Síndroma da coitadinhice – Mara Tomé

“São gémeos? Ah coitada…”

“Vão as duas para a escola? Ah coitada…”

“Têm autismo? Ah coitada…”

A “coitadinhice” é algo que deve ser manifestado, de forma visível, de modo a incomodar, com o intuito de vitimizar, contra a vontade do abordado.

A “coitadinhice” não vem sozinha. Por norma, vem acompanhada de um olhar extremamente piedoso, do género, “tens-aí-uma-coisa-estranha-que-pode-pegar-se-deus-me-livre-mas-olho-para-ti-misericordiasamente” e de uma voz quase melíflua.

A “coitadinhice” deve ser expressa em voz alta, por regra, junto do alvo. Se for uma mãe com uma criança – ou várias, gémeos ou mais será o ideal -, preferencialmente desenrascada e entendida, é a vítima perfeita. Deve ser abordada como se a conhecêssemos toda a vida e atingida pelo “ah, coitada” com toda a veemência, sem dar espaço para uma resposta.

A “coitadinhice” não pode esperar uma resposta à altura, sob pena de a pessoa ser considerada antipática perante a boa vontade do interlocutor.

A “coitadinhice” fica excecionalmente bem quando aplicada a pessoas com problemas ou deficiências, preferencialmente crianças. Não interessa o quão fortes serão os pais dessas crianças nem quais os seus limites de tolerância perante a absurdidade do que os rodeia. Dem ser abordados, não importa onde. Ou, caso não se ouse fazê-lo, comentar com a pessoa ao lado, cochichando mas deixando perceber de quem se fala e porquê.

A “coitadinhice” é transversal a todas as idades, credos, raças, sexos, estratos sociais, etc.
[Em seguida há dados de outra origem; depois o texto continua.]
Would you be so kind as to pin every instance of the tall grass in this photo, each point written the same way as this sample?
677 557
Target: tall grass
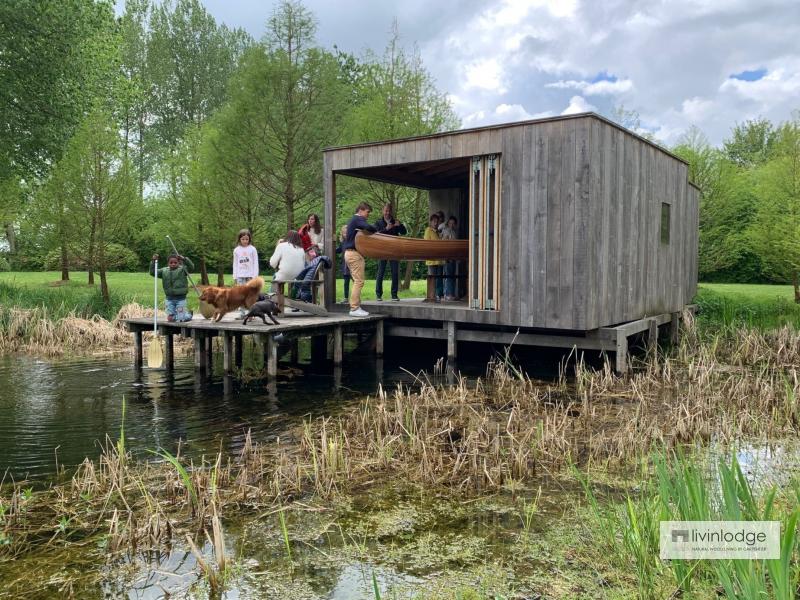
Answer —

Não gosto de “coitadinhice”.  “Ah, coitada…” A sério? Por que razão alguém que passa pela alegria de ser mãe – e mãe de gémeos – é considerada “coitada”? Por que razão ter dois filhos na escola é para ser comentado de “coitada”? A maioria das pessoas nem sabe o que é autismo mas sabe dizer “coitada”. Cada vez me convenço mais de que se diz “coitada” para se ter algo que dizer, embora, nestas situações, seria muito melhor se estivessem caladas. Há algo que toda a gente deveria entender quando se abordam pessoas que estão com crianças, principalmente crianças com necessidades especiais: a nossa tolerância é para com eles e baixa drasticamente com comentários absurdos, vindos de terceiros.


E que tal umas sugestões, ao invés da “coitadinhice”?

– elogiar a criança pela sua beleza, gestos, comportamentos ou palavras

– não julgar uma criança pelo seu comportamento estranho ou inconveniente – principalmente quando os pais estão tão preocupados que nem parecem respirar

– evitar reações inapropriadas junto de uma criança, seja por ignorância ou crueldade

– não abordar os pais para dar sermões ou dicas de educação, sem saber minimamente o que se passa

– evitar os chavões “se fosse meu filho… “ e “ah coitada…”: se fosse seu filho, iria reagir do mesmo modo ou pior que aqueles pais; não comparemos o que desconhecemos

– evitar falar quando não há nada para dizer. O silêncio faz maravilhas.